We can adjust the learn_step. The previous article’s DQN agent was set to learn_step=10, so agent learned every 10 steps. How about reducing this step? Of course the agent will learn more often. Does learning average increase the average reward? If learn_step=1, the agent will learn 10 times faster by learning every step.

### weight initialization

Deep learning networks consist of a number of float value weights and bias. These values determine the output of the deep learning, but before the learning begins, these values are undefined and need to be initialized. The usual way to do this is to initialize to a random number, but we can use Glorot Initialization to create an initial value for the weight that yields a more stable result. This method is also called Xavier Initialization because it was proposed by a person named Xavier Glorot.1

### soft update (target network)

As I mentioned in the last article, DQN has an idea of target network. Q-Learning updates the Q-value as follows.

$Q(s, a) = Q(s, a) + \alpha (R + \gamma max Q(s', a') - Q(s, a))$

Where $$\alpha$$ is the learning rate.
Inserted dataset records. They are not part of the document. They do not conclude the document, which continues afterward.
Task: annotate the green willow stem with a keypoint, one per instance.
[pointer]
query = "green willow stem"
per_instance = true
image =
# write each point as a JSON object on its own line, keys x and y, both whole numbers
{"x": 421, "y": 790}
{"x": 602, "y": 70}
In the update equation, $$Q(s, a)$$ is updated by multiplying $$R + \gamma max Q(s', a') - Q(s, a)$$ by $$\alpha$$. If $$\alpha=0$$, $$Q(s, a)$$ will not change, and if $$\alpha=1$$, $$Q(s, a)$$ will be$$R + \gamma max Q(s',a')$$. Since $$\alpha$$ is usually between 0.0 and 1.0, you can think of this update expression as:

$Q(s, a) = Q(s, a) + \alpha (\underbrace{R + \gamma max Q(s', a')}_{target} - Q(s, a))$ $Q(s, a) \rightarrow R + \gamma max Q(s', a')$

That is, when learning continues, $$Q(s, a)$$ approaches $$R + \gamma max Q(s', a')$$. If we denote the weight and bias of Q-network as $$\theta$$, we can use the above equation as follows.
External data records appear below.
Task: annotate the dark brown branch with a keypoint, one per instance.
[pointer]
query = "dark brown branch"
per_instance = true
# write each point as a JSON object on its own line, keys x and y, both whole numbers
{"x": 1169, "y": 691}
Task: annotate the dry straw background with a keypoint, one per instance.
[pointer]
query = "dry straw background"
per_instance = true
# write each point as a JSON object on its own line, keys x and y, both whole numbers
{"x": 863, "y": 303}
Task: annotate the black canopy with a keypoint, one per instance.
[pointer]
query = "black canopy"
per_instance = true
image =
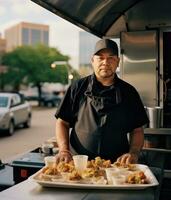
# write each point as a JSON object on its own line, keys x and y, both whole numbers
{"x": 110, "y": 17}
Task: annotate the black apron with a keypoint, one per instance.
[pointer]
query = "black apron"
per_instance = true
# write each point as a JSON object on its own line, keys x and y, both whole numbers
{"x": 99, "y": 129}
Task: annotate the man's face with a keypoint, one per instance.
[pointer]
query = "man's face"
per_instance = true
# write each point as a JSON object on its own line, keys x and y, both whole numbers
{"x": 105, "y": 64}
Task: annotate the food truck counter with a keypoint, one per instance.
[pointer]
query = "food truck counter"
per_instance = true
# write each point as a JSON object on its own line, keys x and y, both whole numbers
{"x": 28, "y": 189}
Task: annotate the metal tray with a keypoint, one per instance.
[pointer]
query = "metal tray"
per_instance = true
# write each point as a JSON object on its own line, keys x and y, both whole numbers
{"x": 60, "y": 183}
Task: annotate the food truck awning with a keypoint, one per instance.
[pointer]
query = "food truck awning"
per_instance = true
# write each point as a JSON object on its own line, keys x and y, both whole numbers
{"x": 110, "y": 17}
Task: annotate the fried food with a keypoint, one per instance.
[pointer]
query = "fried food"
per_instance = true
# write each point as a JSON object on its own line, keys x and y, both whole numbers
{"x": 99, "y": 163}
{"x": 65, "y": 167}
{"x": 131, "y": 167}
{"x": 137, "y": 178}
$Q(s, a;\theta) \rightarrow R + \gamma max Q(s', a';\theta)$

The problem with this equation is that the current value and the goal use the same network weight. The weight of the Q-network changes with each learning. However, since the goal also changes, it may be difficult to converge to a certain value. Therefore, a separate network with the same structure as the Q-network named target network is created and marked with the symbol $$\theta^{-}$$.

$Q(s, a;\theta) \rightarrow R + \gamma max Q(s', a';\theta^{-})$

The target network maintains a fixed value during the learning process of the original Q-network2, and then periodically resets it to the original Q-network value. This can be effective learning because the Q-network can be approached with a fixed target network.

Figure 2. Structure of learning using target network in DQN

A soft update means that we do not update this target network at once, but frequently and very little. The value of $$\tau$$ is used. In Deepmind’s paper3, which proposed an algorithm called DPG, they used $$\tau=0.001$$. The target network is updated as follows.

$\theta^{-} = \theta \times \tau + \theta^{-} \times (1 - \tau)$

The target network will move slightly to the value of Q-network. Since the value of $$\tau$$ is small, the update should be frequent so that the effect will be noticeable. I modified the code to soft update every time agent learned.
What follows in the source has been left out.